GALEON and Other Outreach Progress 

Ben Domenico
October 13, 2008

Standard Interfaces for Data System Interoperability


Interactions with the Unidata proposal review panel helped clarify the philosophy and strategy for pursuing interoperability for our data systems via standard interfaces.  For the core community, we support components for an end-to-end system, namely, IDD/LDM for real time push data deliver, decoder suite for format transformations, TDS for "pull" data access from remote servers, client applications for analysis and display.  For other communities who use different client applications, we provide access to data via standard interfaces, e.g., the netCDF API, OPeNDAP and WCS.  Thus they can use any client they wish as long as it can access the data via these interfaces.  There are many such clients in use: IDV, PMEL Ferret, ITT Vis IDL, Matlab, ESRI arcGIS, to name a few.   Providing data via these standard interfaces thus makes the data available to a wide variety of communities using a broad array of analysis and display tools, but does not impose a burden of support on the UPC for supporting those tools.  

Work on OGC Oceans Interoperability Experiment is winding down.  The final report has been drafted and is under review by the Oceans IE team.

Two main accomplishments for the OGC GALEON IE since the last report:

Possible NSF Proposals

CoAHP Proposal led by NCAR GIS Initiative

Olga Wilhelmi continues to revise the proposal according to the guidance of NSF's Doug James.
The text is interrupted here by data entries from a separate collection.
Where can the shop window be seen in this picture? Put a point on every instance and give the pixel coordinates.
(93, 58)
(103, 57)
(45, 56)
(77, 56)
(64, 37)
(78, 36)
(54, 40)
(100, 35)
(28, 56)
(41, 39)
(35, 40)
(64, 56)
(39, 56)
As you may recall the original proposal was for a project that would bring the data systems of the Unidata and CUAHSI HIS together to serve interdisciplinary research.  NSF encouraged us to continue with an expanded proposal that would bring in the ecology community. But the effort should start with a workshop that would include representatives of all three disciplines.  Olga has now 1) strengthened the ecology component (and workshop agenda) and 2) provided a list of potential participants from each community.  But the proposal for the workshop has yet to be reviewed.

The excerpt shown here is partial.